可这厮尽然如此糊涂,当众驳他脸面,这样的亲信,不要也罢!
当即,武太尉便朝门外喊叫:“吴管事,去把魏辛给我拿过来。”
一纵亲兵就集结出发,奔着魏府去了。
魏府。
魏辛刚用完膳,拍着圆溜溜的肚子。
想当年驰骋沙场的时候,也是英姿飒爽的将领,现在横在椅子上,活像个瘪了气的皮球。
这时候,府邸外面传来了一阵嘈杂声,魏辛起身,出去看个究竟。
到了大门口,手下的一群看家护院的打手正和对面一群亲兵对峙着。
那亲兵正中,正是武家管事吴天德。
“吴管事!什么风把你给吹来了啊!有什么事吩咐人和我说一声就好了,还劳烦你亲自上门呢!”魏辛看这阵势,心里预感不妙。
这吴管事说白了就是武太尉的一条狗,指哪咬哪,一般见了这厮没人愿意得罪的,得罪了他,回去要是被他告上一状,怕是吃不消的。
“哟,魏将军,不劳烦,不劳烦!我也是奉命办事罢了。武太尉想请你去一趟,收拾收拾准备出发吧。”
吴天德的话语听起来客客气气,却生冷的很多,外加上带来了这么多亲兵,傻子都能看出来来者不善。
魏辛年轻起就跟随武世杰征战天下,早已对他的秉性十分熟识,知道眼下这种状况,怕是自己又得罪了他了。
眼下,不去是不可能的了,这武太尉在大辛国除了皇上,无人敢惹,不去更是死路一条,去了还能辩解一番。

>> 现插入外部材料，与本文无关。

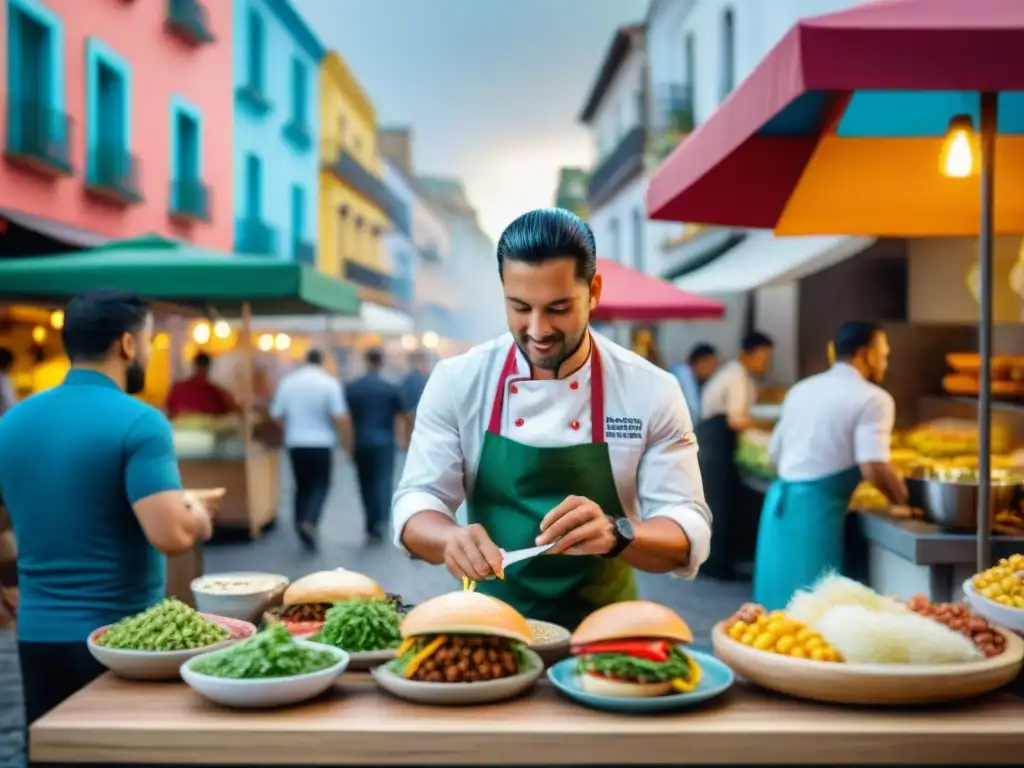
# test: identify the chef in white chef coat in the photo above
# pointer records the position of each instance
(835, 430)
(726, 402)
(553, 433)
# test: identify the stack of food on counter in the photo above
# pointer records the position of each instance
(1008, 375)
(948, 649)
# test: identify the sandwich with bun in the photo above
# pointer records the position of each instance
(632, 650)
(306, 600)
(463, 637)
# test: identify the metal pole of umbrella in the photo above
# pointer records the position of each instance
(989, 116)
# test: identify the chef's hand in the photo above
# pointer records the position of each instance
(470, 553)
(581, 525)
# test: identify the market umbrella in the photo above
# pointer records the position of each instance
(165, 270)
(863, 122)
(631, 295)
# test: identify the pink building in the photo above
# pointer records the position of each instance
(117, 122)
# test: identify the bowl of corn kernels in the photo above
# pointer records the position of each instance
(997, 593)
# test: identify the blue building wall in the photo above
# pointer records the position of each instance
(264, 125)
(402, 253)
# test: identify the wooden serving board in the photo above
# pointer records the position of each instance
(876, 684)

想到这里,便笑着说道:“吴管事,您稍等片刻,我去换身衣裳便来。”
回去的空档里,他已经想遍了最近发生的所有事情,想找到些蛛丝马迹。
良久,除了之前下人报告的说宜城的台球厅被封之时受到武家公子阻拦外,再无其他是与他有瓜葛。
那武麒麟可是武世杰的宝贝疙瘩,难不成告了他的状吗?
魏辛心中忐忑不安,换了衣裳后,又到了自己的银库里,挑选了最昂贵的一盏玉如意带在身上,这东西他都极为疼惜,可如今命悬一线,哪还顾得了,便准备把这玉如意献给武世杰,兴许转危为安。
跟着吴管事,魏辛很快就到了武府。
武世杰坐在堂前一言不发。
魏辛进了大堂,看到武世杰黑沉的脸,心里又紧了紧。
“武太尉,您...找我?”
“哼,不找你找谁啊?”
这一声哼,把魏辛吓了一哆嗦。
“魏辛啊!你跟了我多久了?”武世杰继续说道。
“回武太尉,下官跟随太尉二十余载了,从第一天当兵起,便是武太尉手下的兵。”魏辛恭恭敬敬的答道。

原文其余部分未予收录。